Semua riwayat-riwayat ini dan yang semakna dengannya menunjukkan bahwa Syara membolehkan Istimta’ bagi pasangan suami istri secara mutlak dan bersifat umum tanpa pembatasan. Kebolehan Istimta’ tersebut juga tidak membatasi apakah dilakukan dengan tangan, hidung, mulut, lidah, gigi, telinga, leher,  ,payudara, pantat,  betis, kaki dll. Oleh karena itu, kebolehan itu tidak boleh dibatasi kecuali dengan pembatasan yang dinyatakan oleh Nash. Artinya, Selama tidak ada Nash yang melarang, semua jenis cara Istimta’ diizinkan sehingga hukumnya mubah berdasarkan dalil umum kebolehan Istimta’ tersebut.
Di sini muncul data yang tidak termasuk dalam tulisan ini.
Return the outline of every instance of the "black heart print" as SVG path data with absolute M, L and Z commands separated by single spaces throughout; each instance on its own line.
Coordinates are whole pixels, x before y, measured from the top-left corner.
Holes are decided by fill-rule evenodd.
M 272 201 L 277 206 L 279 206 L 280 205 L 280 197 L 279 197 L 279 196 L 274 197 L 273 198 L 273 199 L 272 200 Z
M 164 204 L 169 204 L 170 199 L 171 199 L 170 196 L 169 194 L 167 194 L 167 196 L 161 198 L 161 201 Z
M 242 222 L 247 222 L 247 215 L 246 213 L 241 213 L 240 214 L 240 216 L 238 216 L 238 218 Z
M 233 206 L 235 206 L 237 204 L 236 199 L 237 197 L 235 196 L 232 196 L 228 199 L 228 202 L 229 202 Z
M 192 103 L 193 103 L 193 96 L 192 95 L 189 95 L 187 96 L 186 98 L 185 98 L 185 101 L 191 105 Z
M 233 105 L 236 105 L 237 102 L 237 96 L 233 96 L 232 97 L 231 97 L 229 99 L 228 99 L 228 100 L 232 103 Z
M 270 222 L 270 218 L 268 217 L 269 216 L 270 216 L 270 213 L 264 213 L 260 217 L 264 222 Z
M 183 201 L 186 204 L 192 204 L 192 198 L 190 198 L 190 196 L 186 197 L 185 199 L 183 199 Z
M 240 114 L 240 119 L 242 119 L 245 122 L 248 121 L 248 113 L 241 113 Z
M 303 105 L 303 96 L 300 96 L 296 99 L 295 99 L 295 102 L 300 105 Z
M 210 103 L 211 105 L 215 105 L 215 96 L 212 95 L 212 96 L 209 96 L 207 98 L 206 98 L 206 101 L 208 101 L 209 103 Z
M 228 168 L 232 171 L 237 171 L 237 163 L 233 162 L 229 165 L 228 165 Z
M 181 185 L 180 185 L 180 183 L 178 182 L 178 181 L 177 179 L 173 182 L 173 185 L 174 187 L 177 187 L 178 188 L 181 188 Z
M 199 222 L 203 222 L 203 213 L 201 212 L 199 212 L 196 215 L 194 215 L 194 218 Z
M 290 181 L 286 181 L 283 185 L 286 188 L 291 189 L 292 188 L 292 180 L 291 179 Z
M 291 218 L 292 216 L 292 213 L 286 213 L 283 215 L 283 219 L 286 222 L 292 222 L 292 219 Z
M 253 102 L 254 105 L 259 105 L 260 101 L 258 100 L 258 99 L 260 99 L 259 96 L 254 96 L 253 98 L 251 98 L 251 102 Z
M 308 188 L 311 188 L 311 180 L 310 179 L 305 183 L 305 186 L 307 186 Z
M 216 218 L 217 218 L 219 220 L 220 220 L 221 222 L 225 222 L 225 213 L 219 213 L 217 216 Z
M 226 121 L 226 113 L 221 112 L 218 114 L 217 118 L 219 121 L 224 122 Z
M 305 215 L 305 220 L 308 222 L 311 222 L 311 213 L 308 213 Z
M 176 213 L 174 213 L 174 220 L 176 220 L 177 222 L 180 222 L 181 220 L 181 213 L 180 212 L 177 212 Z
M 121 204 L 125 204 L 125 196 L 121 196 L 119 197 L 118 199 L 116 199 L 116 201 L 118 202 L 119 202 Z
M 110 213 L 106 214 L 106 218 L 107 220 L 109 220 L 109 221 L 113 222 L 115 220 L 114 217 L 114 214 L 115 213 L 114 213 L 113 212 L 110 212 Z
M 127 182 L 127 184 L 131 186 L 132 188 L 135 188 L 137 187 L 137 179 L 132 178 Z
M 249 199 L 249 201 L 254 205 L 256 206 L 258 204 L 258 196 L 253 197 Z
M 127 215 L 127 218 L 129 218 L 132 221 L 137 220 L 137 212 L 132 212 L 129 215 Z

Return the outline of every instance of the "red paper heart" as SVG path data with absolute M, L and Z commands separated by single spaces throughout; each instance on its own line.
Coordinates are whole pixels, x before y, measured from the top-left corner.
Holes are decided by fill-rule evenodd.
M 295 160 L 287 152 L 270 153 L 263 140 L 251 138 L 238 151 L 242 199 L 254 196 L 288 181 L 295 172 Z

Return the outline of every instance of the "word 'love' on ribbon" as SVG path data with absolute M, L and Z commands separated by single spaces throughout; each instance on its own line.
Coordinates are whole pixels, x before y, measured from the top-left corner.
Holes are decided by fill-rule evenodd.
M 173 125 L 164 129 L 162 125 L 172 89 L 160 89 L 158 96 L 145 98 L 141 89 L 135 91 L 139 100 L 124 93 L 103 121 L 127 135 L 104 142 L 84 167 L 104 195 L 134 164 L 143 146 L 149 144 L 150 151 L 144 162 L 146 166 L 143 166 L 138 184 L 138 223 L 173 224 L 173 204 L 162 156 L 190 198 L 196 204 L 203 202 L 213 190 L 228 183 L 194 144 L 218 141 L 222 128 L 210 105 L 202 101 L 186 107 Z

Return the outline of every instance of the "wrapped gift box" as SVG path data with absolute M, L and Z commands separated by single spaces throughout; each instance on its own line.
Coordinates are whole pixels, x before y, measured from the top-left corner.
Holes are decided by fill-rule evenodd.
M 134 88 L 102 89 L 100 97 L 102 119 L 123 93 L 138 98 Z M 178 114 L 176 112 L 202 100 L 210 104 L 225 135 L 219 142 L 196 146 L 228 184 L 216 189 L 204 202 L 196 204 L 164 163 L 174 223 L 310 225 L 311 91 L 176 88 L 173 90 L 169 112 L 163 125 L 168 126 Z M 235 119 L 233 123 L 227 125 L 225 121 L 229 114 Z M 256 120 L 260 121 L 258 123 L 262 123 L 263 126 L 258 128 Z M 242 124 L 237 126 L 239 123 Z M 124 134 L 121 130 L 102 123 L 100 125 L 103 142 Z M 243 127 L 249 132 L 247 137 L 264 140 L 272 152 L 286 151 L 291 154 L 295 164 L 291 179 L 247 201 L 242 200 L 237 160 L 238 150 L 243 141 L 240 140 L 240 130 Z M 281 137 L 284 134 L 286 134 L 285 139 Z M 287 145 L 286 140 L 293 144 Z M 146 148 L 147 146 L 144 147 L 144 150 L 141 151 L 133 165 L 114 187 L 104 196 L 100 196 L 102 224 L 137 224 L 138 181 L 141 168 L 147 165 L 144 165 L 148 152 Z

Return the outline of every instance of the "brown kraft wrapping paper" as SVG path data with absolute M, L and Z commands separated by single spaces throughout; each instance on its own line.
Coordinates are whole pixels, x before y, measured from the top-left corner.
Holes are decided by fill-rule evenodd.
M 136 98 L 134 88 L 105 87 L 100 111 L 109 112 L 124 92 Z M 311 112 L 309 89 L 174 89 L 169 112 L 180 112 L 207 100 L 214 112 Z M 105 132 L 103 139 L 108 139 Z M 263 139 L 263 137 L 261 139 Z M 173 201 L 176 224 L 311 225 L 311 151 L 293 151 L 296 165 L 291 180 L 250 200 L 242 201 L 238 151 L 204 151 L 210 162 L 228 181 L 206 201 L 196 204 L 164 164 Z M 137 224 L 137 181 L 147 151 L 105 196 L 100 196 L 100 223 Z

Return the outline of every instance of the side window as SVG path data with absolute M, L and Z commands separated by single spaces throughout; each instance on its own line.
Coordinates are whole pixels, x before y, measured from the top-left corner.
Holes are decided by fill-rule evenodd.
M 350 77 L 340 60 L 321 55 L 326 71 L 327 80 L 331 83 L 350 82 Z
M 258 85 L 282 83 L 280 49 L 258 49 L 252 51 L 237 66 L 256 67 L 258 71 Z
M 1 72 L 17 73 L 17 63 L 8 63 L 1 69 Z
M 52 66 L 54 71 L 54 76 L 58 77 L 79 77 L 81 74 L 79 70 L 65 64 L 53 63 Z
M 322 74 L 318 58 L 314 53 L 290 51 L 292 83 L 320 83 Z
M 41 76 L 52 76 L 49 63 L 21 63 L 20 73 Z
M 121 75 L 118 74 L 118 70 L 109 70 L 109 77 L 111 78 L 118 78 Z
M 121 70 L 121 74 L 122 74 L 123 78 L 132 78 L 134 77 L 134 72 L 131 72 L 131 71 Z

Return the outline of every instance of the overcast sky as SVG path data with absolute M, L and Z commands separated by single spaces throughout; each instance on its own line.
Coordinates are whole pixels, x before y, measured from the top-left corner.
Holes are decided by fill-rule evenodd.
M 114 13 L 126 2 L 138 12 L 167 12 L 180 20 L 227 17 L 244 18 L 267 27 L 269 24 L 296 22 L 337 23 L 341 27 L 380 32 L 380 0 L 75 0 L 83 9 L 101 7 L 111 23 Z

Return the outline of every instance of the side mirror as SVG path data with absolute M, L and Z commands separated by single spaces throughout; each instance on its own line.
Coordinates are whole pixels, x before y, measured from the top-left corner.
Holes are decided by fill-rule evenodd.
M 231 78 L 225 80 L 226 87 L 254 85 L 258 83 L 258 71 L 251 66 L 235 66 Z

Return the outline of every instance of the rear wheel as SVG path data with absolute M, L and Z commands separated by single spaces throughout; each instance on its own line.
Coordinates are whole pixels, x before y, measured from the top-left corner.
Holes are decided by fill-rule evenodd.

Pengecualian yang dinyatakan Nash atas kebolehan Istimta’ mutlak tersebut hanyalah dua cara; yakni mensetubuhi istri saat Haid dan mensetubuhi istri pada dubur/anusnya. Dalil yang menunjukkan haramnya mensetubuhi istri saat Haid adalah ayat berikut;

{وَيَسْأَلُونَكَ عَنِ الْمَحِيضِ قُلْ هُوَ أَذًى فَاعْتَزِلُوا النِّسَاءَ فِي الْمَحِيضِ وَلَا تَقْرَبُوهُنَّ حَتَّى يَطْهُرْنَ} [البقرة: 222]

Mereka bertanya kepadamu tentang Haidh. Katakanlah: “Haidh itu adalah suatu kotoran”. oleh sebab itu hendaklah kamu menjauhkan diri dari wanita di waktu Haidh; dan janganlah kamu mendekati mereka, sebelum mereka suci.  (Al-Baqoroh; 222)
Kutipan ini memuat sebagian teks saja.